Peter I. Tchaikovsky wrote three classic ballets, but until now, the Kansas City Ballet has only performed two of them: Swan Lake and The Nutcracker. Besides completing its repertoire of Tchaikovsky ballets, the company's premiere of The Sleeping Beauty is a case study in how setting a ballet to the great composer’s music requires changing it.
"Beauty is a huge ballet," says Ramona Pansegrau, the Kansas City Ballet’s music director and principal conductor. "It has four and a half hours of music if you play all of it, so nobody does these days."
It's been more than a century since Tchaikovsky and original choreographer Marius Petipa completed the ballet in Russia in 1889.
"When it was first put out, the Royal Court had nothing else to do, so they watched the Prologue, then they went and had lunch. Then they watched Act One and Act Two, had supper, and came back for Act Three," she says with a laugh.
Pansegrau has spent 14 months cutting the score down to two hours and 28 minutes for this weekend's premiere in Kansas City.
"Tchaikovsky is notorious for repeating things," she explains. "If he liked something once, he usually wrote it three times. When you decide you’re not going to play (a section) all three times, you have to figure out which one is the best one to lose, and there are different ways to cut so the music is seamless."
That makes most scores unique, she says.
But her challenge goes beyond getting it to a length manageable for today's audiences. The music must also work with choreography by the Kansas City Ballet’s artistic director, Devon Carney.
Fortunately, the two go way back to their days together at the Boston Ballet, where Pansegrau was principal pianist and Carney was principal dancer.
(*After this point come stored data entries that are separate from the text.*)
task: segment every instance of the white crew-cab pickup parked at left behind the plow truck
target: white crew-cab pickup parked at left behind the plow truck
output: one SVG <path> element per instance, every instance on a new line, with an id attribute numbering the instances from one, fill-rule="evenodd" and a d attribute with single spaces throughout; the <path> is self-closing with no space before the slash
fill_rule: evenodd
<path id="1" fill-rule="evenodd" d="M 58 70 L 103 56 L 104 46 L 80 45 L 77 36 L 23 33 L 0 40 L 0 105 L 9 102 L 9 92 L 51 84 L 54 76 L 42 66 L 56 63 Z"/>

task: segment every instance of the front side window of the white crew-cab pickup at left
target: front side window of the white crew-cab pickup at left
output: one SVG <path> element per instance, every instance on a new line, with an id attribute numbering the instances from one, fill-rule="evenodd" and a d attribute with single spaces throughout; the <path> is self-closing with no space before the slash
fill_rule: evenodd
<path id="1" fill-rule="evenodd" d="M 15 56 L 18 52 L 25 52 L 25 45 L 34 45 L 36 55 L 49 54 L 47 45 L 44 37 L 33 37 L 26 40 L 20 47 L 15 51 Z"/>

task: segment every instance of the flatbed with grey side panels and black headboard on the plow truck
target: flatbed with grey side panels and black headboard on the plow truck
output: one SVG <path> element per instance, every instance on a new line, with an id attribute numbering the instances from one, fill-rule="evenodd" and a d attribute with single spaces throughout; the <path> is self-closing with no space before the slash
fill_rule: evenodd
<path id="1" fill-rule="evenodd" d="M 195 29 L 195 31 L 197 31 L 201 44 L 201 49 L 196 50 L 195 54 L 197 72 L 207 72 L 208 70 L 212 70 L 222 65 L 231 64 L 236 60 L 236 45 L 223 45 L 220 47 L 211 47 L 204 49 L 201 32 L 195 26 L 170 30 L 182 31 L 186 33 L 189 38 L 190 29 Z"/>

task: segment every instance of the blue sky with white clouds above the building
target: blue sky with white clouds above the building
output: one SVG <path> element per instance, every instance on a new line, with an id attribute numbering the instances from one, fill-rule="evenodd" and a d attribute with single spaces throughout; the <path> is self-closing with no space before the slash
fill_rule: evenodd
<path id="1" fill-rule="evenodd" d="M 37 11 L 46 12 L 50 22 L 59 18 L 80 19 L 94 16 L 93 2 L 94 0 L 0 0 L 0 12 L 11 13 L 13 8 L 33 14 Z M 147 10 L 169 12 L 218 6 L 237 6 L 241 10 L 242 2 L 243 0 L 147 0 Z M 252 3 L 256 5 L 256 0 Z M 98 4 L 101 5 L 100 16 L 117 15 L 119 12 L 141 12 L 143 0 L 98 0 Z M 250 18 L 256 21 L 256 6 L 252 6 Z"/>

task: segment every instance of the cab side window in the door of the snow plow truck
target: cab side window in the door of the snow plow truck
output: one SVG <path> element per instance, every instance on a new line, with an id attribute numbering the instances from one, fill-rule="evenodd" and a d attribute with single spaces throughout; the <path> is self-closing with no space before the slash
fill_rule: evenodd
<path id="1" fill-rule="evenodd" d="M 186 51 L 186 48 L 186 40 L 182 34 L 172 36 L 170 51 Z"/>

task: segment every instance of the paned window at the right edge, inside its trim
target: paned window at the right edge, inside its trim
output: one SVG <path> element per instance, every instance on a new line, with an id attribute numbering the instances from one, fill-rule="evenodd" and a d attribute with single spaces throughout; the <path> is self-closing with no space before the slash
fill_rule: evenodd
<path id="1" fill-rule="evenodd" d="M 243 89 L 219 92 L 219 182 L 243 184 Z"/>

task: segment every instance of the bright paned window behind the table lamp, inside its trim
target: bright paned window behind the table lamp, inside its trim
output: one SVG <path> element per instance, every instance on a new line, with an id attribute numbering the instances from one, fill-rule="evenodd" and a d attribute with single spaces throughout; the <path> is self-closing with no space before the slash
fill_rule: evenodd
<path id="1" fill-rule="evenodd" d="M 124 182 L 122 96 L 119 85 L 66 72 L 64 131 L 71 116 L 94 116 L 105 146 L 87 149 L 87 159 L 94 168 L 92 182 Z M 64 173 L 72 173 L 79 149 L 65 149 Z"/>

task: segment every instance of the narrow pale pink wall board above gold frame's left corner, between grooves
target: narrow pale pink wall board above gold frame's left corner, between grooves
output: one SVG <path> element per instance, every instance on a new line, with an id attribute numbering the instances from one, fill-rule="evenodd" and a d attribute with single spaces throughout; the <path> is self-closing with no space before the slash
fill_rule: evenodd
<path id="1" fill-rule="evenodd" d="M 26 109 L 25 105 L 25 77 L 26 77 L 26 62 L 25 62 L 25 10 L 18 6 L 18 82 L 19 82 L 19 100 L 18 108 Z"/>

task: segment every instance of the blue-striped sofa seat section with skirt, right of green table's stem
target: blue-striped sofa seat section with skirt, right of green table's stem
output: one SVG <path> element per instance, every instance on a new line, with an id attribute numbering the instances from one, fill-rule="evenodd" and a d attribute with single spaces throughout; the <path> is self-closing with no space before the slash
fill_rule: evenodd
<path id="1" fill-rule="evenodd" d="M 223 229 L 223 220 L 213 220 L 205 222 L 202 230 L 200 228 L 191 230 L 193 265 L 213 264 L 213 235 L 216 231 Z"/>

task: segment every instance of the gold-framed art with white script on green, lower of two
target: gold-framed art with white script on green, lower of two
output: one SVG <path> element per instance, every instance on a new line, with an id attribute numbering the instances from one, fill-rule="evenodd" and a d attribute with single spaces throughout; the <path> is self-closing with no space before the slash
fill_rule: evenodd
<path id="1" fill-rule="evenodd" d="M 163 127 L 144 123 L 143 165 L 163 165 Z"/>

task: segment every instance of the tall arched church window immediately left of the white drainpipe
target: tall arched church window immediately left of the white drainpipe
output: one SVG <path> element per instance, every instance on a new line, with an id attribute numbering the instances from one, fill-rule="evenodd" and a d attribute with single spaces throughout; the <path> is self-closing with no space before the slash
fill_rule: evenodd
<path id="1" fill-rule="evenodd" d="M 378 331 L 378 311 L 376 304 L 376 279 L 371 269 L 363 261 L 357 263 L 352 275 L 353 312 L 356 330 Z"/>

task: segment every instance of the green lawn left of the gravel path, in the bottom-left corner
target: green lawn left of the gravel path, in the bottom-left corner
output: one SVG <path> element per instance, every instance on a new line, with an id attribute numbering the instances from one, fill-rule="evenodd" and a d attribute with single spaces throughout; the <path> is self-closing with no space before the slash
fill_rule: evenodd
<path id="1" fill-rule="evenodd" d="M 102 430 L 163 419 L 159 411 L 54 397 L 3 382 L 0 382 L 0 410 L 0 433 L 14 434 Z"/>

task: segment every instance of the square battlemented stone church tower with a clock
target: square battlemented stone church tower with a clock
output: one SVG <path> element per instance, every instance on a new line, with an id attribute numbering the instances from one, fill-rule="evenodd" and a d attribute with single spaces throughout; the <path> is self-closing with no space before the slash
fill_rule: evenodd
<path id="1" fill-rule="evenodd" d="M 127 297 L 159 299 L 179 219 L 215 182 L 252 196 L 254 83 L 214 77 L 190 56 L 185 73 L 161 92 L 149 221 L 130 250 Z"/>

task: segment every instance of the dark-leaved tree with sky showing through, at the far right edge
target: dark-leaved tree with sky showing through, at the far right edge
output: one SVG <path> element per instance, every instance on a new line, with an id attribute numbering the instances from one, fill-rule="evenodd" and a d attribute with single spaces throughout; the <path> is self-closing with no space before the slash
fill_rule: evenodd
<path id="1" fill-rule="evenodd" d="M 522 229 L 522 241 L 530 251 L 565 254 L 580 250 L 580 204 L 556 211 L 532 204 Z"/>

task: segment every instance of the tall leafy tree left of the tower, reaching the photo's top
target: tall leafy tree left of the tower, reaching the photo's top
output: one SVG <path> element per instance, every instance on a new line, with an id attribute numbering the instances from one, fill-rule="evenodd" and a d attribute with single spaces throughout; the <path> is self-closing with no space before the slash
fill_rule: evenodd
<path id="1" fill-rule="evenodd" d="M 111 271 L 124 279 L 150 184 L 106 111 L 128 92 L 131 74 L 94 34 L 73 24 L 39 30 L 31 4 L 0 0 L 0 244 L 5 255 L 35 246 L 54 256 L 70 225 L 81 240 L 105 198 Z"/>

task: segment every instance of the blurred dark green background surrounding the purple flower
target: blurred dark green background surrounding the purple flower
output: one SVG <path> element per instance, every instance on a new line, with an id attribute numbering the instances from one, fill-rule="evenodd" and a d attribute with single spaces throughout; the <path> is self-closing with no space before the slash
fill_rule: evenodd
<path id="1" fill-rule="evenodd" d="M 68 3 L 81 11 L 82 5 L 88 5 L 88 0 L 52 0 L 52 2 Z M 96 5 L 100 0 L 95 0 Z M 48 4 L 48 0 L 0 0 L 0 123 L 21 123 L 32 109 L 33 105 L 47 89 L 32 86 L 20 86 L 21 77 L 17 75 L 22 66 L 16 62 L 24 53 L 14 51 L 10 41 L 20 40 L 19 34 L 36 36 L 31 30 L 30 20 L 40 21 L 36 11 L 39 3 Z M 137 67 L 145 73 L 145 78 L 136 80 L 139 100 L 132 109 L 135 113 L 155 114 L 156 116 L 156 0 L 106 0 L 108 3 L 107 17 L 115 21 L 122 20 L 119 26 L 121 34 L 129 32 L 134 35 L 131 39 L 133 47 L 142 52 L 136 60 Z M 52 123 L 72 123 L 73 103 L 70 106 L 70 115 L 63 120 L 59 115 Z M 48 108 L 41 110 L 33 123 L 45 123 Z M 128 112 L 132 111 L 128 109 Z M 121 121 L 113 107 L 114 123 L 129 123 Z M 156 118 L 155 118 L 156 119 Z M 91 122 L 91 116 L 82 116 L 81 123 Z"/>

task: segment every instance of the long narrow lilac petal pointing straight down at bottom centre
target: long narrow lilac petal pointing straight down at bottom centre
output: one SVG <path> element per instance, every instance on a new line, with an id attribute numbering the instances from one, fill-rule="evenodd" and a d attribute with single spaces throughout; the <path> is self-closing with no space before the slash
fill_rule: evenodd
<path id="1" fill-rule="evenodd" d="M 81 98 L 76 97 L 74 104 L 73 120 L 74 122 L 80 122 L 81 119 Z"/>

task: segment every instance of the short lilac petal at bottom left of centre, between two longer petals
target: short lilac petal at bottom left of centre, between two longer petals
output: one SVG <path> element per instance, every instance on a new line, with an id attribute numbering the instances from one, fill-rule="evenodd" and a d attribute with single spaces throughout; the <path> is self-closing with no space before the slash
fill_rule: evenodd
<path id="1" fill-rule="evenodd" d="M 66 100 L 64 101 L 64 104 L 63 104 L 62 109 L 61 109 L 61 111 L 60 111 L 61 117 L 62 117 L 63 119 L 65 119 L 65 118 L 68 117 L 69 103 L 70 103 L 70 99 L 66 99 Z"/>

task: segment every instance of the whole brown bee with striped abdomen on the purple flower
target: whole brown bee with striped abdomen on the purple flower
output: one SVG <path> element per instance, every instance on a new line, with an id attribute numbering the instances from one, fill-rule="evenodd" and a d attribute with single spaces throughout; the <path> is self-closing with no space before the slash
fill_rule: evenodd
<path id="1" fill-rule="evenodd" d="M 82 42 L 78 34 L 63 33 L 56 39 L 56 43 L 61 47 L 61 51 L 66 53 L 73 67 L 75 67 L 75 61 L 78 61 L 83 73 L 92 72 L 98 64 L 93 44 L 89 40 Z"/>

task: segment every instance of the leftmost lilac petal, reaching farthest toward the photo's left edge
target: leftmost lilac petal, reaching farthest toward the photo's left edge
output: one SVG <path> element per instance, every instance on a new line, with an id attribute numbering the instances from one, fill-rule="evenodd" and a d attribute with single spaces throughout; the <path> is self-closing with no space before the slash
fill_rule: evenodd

That was 30 years ago; their temporarily divergent careers took Pansegrau to Oklahoma, where she was music director for the Tulsa Ballet, and Carney to Ohio, where he premiered his version of The Sleeping Beauty when he was associate director of the Cincinnati Ballet.
Pansegrau has now been with the Kansas City Ballet for eleven years; Carney arrived four years ago.
It's his version of The Sleeping Beauty from Cincinnati that the Kansas City Ballet will be performing — "with a few spiffy changes that I made," Pansegrau says.
"I’ve punched it up a bit."
Conducting musicians for dancers
As Carney leads dancers through rehearsals, Pansegrau plays piano for as long as nine hours a day. She's not just accompanying the rehearsal, though. She's watching how Carney's choreography works with her score, preparing for her ultimate role in the production: conducting the Kansas City Symphony.
"Especially in Tchaikovsky ballets, what is printed on the page is not necessarily how it sounds, so you have to interpret," Pansegrau explains.
For example, a climactic moment in Act One is one of ballet's most difficult pieces, the "Rose Adagio," when the Princess Aurora balances on her toes while four gentlemen suitors approach her, one at a time, each presenting her with a rose.
"Those balances can be any length of time, depending on how long she holds," Pansegrau says. "You have to break down the music into smaller increments and stretch out each beat."
The musicians in the Symphony have three weeks to learn their parts before just a couple of days' rehearsal with Pansegrau. So she sends them a cheat sheet explaining what to watch out for, but she also knows they need to be able to trust her implicitly.
"You need to know what you’re doing if you’re standing in front of them, otherwise it is not fair," she says. "So the fact that I’m in the studio with the dancers, that I’ve gone through the score with a fine-tooth comb and I know what’s on the pages, I feel then that I have the right to stand in in front of them and ask them the things we need to have for ballet and why."
Testifying to that what and why are dozens of thick brown folders lining the shelves behind Pensegrau's desk at the Bolender Center. She has scored nearly all of the company's performances since her arrival. She guesses that could be as many as sixty.
Next up is Val Caniparoli's The Lottery, based on Shirley Jackson's classic horror short story, one of three pieces the ballet performs in May.
But her favorite piece of music is still that passage from The Sleeping Beauty.
"I love 'Rose Adagio.' I really do," she says. "When you get to that final fourth balance, and if she sticks that balance, it just fills your heart. The music is so huge and then the resolution of that chord is so amazing. That is a moment you just live for."
And it’s only in Act One. There’s so much more Tchaikovsky to go.
The Sleeping Beauty, March 31-April 9 at the Kauffman Center for the Performing Arts, 1601 Broadway, Kansas City, Missouri, 64108.